I love Christmas. And I hate Christmas.
You may very well understand both sides of my sentiment, though your reasons might be different.
I love Christmas for all the obvious reasons: the celebration of Jesus’ birth as central, with all its implications for faith, hope, peace, joy, and love; plus the wonderful accoutrements like delicious holiday foods, Christmas lights, a chance to reflect on the year and send greetings to people I haven’t talked to since last year. And Christmas music is some of the best ever, I think. (Here’s my favorite We Three Kings rendition. And yes, I know the theology of the song is all messed up: they weren’t kings, there weren’t only three of them. But Blondie sure rocks it anyway, doesn’t she?)
I know many hate Christmas (maybe “hate” is too strong a word) because it’s over-commercialized. I get that, but it’s not why I hate Christmas. And others don’t like Christmas because it is filled with empty places: loved ones who have left our lives one way or another, and holiday gatherings are the times those absences are most recognizable. Again, I get that, but not my reason.
As you might guess, my reason is tied to our work with SEED. See, Christmas with all of its US abundance, its orgy of Christmas gifts and advertisements and, frankly, waste, is a constant reminder to me that there are billions of people who don’t have enough food, clothing, shelter, safety and security, to get through each day.
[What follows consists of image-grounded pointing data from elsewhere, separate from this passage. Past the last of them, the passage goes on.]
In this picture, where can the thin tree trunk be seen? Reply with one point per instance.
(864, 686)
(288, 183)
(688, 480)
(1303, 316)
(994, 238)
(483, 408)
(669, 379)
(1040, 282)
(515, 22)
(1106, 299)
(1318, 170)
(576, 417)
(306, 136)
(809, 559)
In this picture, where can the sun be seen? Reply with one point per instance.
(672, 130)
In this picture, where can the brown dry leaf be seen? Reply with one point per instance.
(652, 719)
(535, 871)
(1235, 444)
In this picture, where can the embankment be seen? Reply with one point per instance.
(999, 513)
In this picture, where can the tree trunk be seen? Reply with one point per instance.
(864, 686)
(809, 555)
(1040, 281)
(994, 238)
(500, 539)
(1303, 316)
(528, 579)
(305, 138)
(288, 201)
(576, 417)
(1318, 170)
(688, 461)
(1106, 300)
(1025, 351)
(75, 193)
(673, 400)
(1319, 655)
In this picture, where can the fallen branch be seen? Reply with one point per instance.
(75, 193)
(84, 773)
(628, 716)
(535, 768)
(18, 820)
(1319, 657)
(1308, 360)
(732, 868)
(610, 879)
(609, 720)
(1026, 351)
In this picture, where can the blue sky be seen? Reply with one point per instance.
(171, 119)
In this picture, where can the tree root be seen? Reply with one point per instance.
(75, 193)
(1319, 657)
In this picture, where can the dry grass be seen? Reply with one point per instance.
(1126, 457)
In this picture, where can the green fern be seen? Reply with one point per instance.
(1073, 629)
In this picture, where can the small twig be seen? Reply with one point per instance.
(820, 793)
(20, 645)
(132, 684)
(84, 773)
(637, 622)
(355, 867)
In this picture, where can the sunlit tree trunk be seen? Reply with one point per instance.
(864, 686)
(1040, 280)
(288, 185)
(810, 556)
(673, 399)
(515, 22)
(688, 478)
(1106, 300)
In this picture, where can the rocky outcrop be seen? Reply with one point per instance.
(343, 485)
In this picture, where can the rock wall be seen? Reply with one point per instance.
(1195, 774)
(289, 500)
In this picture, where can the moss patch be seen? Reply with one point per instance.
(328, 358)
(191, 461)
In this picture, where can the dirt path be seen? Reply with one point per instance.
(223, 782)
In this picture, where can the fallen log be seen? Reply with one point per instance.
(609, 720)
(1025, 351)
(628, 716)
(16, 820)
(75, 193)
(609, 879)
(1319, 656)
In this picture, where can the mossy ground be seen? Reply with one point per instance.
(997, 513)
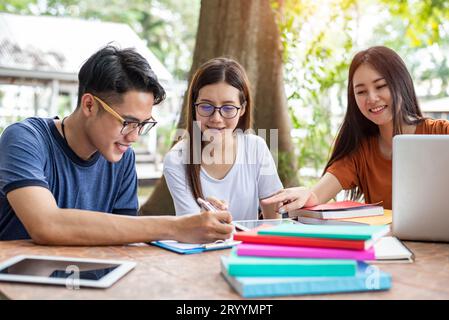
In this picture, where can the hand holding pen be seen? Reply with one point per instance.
(212, 204)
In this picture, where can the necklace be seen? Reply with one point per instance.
(62, 127)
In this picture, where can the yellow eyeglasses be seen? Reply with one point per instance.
(128, 126)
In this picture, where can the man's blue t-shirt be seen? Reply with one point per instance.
(33, 153)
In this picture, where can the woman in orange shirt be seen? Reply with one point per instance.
(381, 104)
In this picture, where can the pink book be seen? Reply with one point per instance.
(340, 205)
(262, 250)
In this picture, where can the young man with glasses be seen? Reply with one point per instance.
(73, 182)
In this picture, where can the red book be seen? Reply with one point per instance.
(253, 237)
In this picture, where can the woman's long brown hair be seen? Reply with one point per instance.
(356, 127)
(213, 71)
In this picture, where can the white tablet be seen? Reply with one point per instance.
(70, 272)
(246, 225)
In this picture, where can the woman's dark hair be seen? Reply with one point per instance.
(111, 72)
(405, 109)
(214, 71)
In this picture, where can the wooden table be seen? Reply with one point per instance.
(161, 274)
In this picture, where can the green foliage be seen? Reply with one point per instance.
(316, 61)
(423, 19)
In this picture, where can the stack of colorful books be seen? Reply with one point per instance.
(296, 259)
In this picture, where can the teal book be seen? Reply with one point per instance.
(284, 267)
(349, 232)
(367, 278)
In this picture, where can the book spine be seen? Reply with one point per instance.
(304, 242)
(266, 270)
(317, 286)
(296, 252)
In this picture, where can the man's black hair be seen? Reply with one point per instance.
(111, 72)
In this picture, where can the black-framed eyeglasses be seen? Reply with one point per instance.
(227, 111)
(128, 126)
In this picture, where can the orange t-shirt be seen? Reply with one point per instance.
(367, 169)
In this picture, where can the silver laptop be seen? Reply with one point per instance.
(421, 187)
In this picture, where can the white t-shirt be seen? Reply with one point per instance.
(252, 177)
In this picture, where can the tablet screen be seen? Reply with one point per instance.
(59, 269)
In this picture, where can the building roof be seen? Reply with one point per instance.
(56, 47)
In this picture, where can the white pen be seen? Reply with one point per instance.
(206, 205)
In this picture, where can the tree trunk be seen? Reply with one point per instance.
(246, 31)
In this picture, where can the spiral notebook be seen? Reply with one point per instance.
(190, 248)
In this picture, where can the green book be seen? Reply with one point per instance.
(349, 232)
(267, 267)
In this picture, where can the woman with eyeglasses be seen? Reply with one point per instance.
(218, 159)
(381, 104)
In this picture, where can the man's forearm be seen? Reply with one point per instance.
(81, 227)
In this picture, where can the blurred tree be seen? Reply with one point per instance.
(246, 31)
(167, 26)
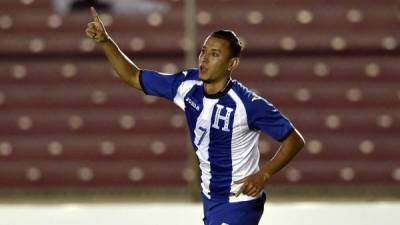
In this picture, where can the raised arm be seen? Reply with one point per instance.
(124, 67)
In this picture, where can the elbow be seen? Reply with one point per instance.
(298, 140)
All of this also makes post-Christmas difficult for me. Because after Christmas there are the inevitable complaints and disappointments about what presents we did and did not receive, the need to shop for more organizers to fit all our stuff in, and the almost-as-inevitable credit card payments. Does any of it make the world a better place? Does any of it serve the King or His Kingdom? And if it doesn’t, why do we engage in it?
Additionally, after spending four weeks anticipating the birth of Christ, the new year can often seem like a letdown. All the excitement is over, the Christ and carols and candlelight and cookies. And don’t even get me started on New Year’s Resolutions. And yet …
And yet post-Christmas should be one of the most glorious times. After spending four weeks preparing for Christ’s birth, four weeks of “let every heart prepare Him room” we should be more ready than ever to be who God made us to be and Jesus calls us to be. We should be able to, at least for a short time, retain that centeredness, that focus. And if we can do that, then our New Year’s every year should be a time of anticipation as well: how is God going to work based on what He has prepared us for during Advent?
Now that’s a resolution I can get behind.